The startup has been boosting job creation in Palestine via its “Job Match” SMS platform since 2006, while exporting Job Match and its community support service “AidLink” to the entire Middle East, North Africa, and sub-Saharan Africa. As it continues to partner with organizations like Save the Children, UNESCO, Al-Jazeera, Mercy Corps, Education Development Center, CHF International, and UNICEF, on projects from Gaza to Darfur to Iraq, Souktel has undoubtedly grown from being a local darling to a regional force.
Across the Middle East, where internet penetration across the board hovers around 40%, slightly above the world average of 34%, according to Internet World Stats, a focus on SMS has allowed Souktel to connect communities where 3G is either not available or not consistent. In Africa, where internet penetration approaches only 16%, the need for SMS platforms to connect aid organizations with local populations is even more pressing.
Here, Souktel’s advantage in serving the market is the flexibility of its technology. “The nice thing about the platform is its diversity,” says co-founder and team leader Jacob Korenblum. At its essence, “it matches people who are looking for something to people who are providing a service,” making it adaptable to any market need. In Morocco, for example, Souktel has launched a service that connects the Ministry of Agriculture to local farmers, to inform them of crop prices and disseminate irrigation information.

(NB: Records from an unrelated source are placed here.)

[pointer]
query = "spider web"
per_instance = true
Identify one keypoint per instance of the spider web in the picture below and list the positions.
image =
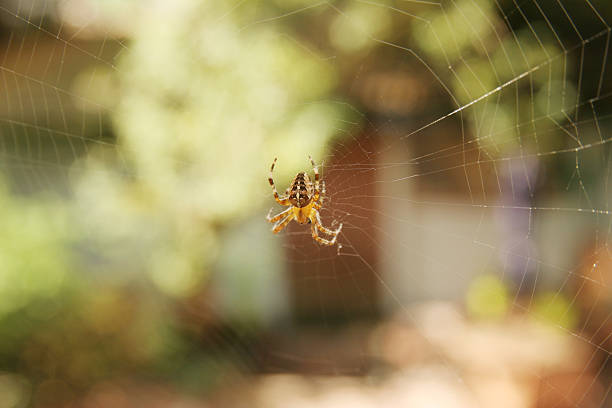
(473, 141)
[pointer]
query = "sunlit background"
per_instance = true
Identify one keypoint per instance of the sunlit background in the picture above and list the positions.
(465, 148)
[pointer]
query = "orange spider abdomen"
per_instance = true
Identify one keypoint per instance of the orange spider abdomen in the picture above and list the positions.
(300, 191)
(302, 214)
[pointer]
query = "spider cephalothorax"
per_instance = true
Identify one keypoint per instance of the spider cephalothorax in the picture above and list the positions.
(304, 200)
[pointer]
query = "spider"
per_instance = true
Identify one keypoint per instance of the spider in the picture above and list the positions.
(304, 201)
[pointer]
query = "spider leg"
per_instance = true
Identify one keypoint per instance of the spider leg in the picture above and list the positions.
(322, 195)
(315, 169)
(280, 200)
(277, 216)
(282, 224)
(321, 228)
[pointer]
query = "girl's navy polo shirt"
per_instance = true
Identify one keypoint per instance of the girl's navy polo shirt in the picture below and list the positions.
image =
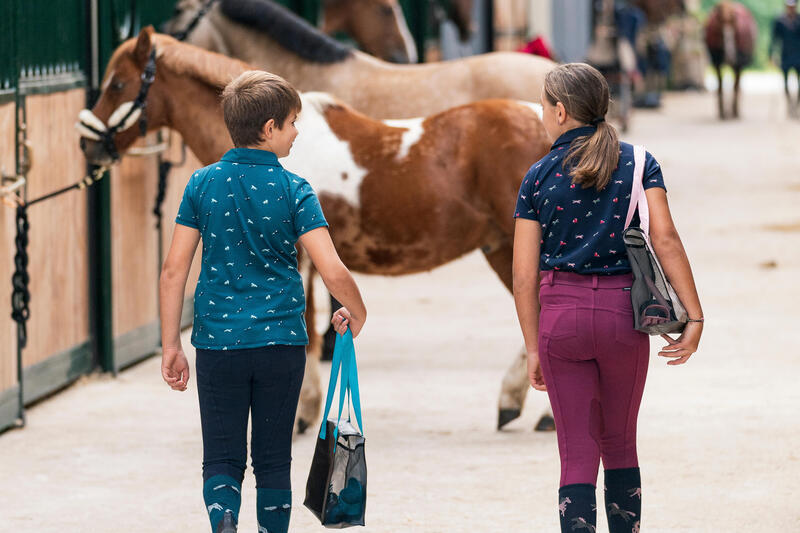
(581, 228)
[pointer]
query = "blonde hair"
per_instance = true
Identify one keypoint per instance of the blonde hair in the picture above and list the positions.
(253, 98)
(584, 93)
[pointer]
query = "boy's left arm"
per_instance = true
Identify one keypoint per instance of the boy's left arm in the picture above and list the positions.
(174, 366)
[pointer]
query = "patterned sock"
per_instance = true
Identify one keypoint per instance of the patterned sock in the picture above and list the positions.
(221, 493)
(623, 500)
(577, 508)
(274, 508)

Interestingly, with Sadara’s investment, Souktel now plans to expand beyond SMS, launching a “slew of smartphone apps” in the next year, first for Android and iOS. It’s a strategic move in a region that boasts countries with some of the highest smartphone penetration rates in the world- the UAE and Saudi Arabia clock in at 62% and 60%, respectively, as compared to 44% in the U.S., according to Google. “We're seeing a real diversity in terms of the way people use their phones, and we want to offer them the maximum amount of choice,” says Korenblum.
Even in markets with lower penetration rates, smartphone use is influential; in Egypt, 41% of smartphone owners have a made a purchase on their mobile device, while 80% make purchases once a month or more, making it the most engaged of any country that participated in Google’s survey.
While Souktel is looking to take make its services platform-agnostic, essentially, the region’s growing smartphone use doesn’t obviate the need for SMS platforms. After all, says Korenblum, a recent Pew Center Study found that the top two functions U.S. adults use their cellphones for are 1) taking photos and 2) sending SMS messages. SMS, which just celebrated its 20th birthday, won’t be obsolete anytime soon.
So Souktel won’t abandon its primary services, but will simply expand to match consumption trends. It will also be looking to expand beyond the 16 markets that it currently serves, to reach further into local communities. In Egypt, the platform will be launching larger scale job information services in the new year.
The investment round also serves as a benchmark for the growth of the Palestinian IT sector, says Sadara Founding General Partner Saed Nashef. “As our second investment, this provides further indication that the tech entrepreneurial sector in Palestine is starting to produce attractive investment targets. Souktel’s track record has been very impressive, and they've already built significant assets that lay great foundations to take their company to the next stage. We’re really excited about helping them continue their great work."
When it comes to potential synergies between Sadara’s first portfolio company, Yamsafer, and Souktel, no mutual benefits or projects are immediate obvious, says Nashef, but of course it “could happen in the future.”
Meanwhile, Souktel will continue to facilitate opportunities for its users, says Korenblum. “Our primary passion is enabling employment and economic growth. Linking people with job opportunities in their own markets is an expertise we'll continue to develop.”